Morton Schapiro, president of Northwestern University, argues that preparing students for entry into the workforce requires a combination of "technical expertise and cultural competency."
In a commentary for The Chronicle of Higher Education, Schapiro and co-author Barry Glassner write, "Graduates will need both of those to thrive, not just early in their work lives, but over the long, unsteady haul they can expect to face."
Most people change jobs, and sometimes professions, multiple times before they retire, Schapiro says, and to give students everything they need, "higher education must become appreciably more interdisciplinary."
"There is nothing wrong, and much right, in having a history department and a computer-science department," Schapiro writes. "Too often, though, departments become compartments in which professors and students speak primarily with each other, in vocabulary known only to themselves, thereby making integrative research and instruction impossible.
"Not only do big issues, like climate change and economic mobility, demand knowledge across disciplines, students require cross-disciplinary educations for almost every line of work," he continues. "Colleges should hire professors with joint appointments in two or more departments, and encourage students to take double majors, one of which is far outside their main field of study."

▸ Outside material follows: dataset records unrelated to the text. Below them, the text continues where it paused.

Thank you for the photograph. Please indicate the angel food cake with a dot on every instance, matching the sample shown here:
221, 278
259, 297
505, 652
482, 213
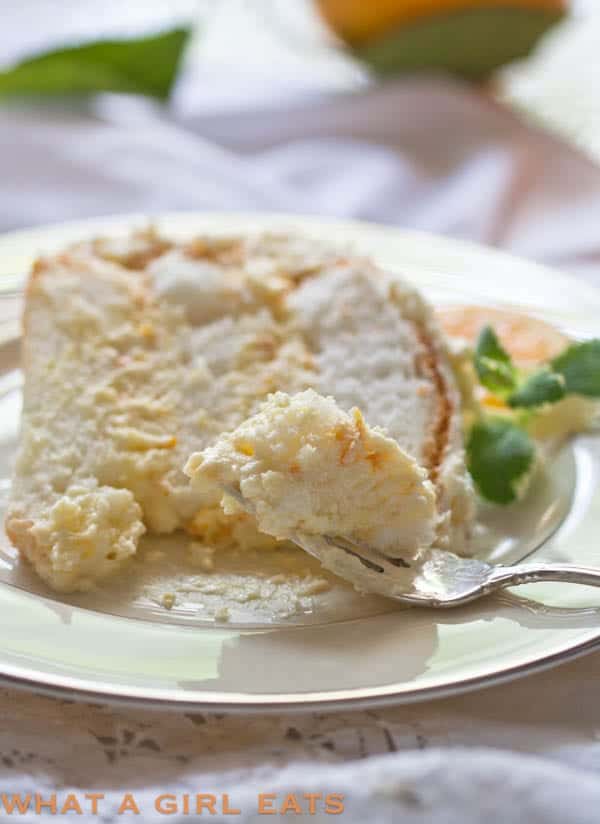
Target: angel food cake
140, 353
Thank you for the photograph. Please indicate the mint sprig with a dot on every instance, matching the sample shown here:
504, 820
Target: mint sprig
579, 365
540, 388
493, 364
141, 65
499, 456
500, 452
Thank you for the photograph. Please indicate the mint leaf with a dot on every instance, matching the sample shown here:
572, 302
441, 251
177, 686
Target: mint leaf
579, 365
493, 364
146, 65
471, 43
541, 387
499, 455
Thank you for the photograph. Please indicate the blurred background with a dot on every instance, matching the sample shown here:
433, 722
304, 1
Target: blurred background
478, 119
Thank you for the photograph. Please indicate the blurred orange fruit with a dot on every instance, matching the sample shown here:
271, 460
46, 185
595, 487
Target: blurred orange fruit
359, 21
529, 340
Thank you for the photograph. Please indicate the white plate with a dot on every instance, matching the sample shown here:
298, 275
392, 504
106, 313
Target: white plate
336, 648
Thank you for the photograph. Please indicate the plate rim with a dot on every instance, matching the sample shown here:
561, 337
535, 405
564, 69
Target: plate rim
57, 685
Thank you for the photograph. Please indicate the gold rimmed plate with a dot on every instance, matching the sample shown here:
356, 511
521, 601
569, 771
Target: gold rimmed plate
334, 648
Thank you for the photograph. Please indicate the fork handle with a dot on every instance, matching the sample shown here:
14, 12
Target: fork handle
511, 576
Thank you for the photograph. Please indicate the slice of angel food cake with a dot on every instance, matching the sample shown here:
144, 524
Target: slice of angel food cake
141, 352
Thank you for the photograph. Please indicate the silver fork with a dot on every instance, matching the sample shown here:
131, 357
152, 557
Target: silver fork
436, 578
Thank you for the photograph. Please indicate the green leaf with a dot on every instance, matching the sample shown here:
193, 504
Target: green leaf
471, 43
579, 365
493, 364
541, 387
499, 456
145, 65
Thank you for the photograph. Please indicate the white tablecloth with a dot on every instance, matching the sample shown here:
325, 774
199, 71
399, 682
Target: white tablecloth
431, 155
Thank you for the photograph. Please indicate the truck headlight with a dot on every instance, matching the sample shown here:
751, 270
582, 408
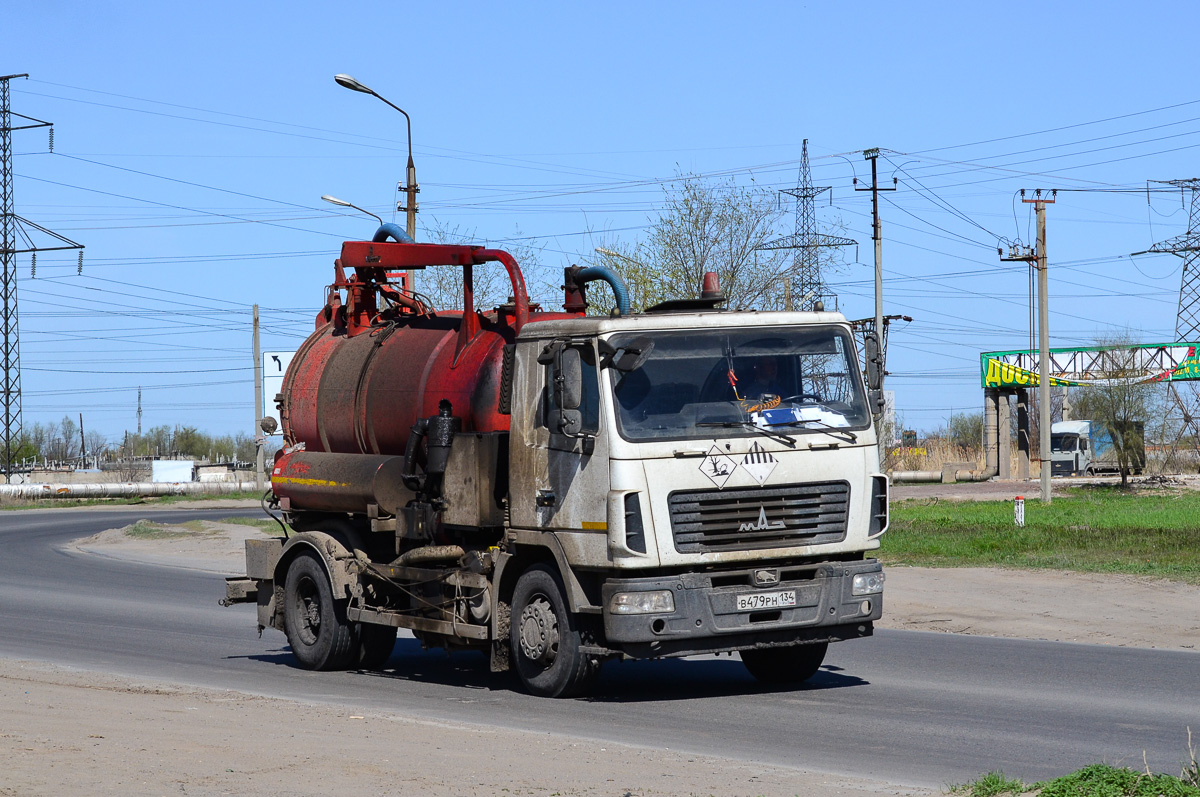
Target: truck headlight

In addition to book learning and specialized training, students need creativity, Schapiro adds. Students in every major should take a class or two in improvisational acting, creative writing, or drawing.
"Being proficient at writing code or any other technical skill will take you only so far in an evolving labor market," he writes. "The fix for higher education is neither to turn colleges into quasi trade schools, nor to repackage the liberal arts, but to afford students the tools and humility they need to educate themselves for a lifetime."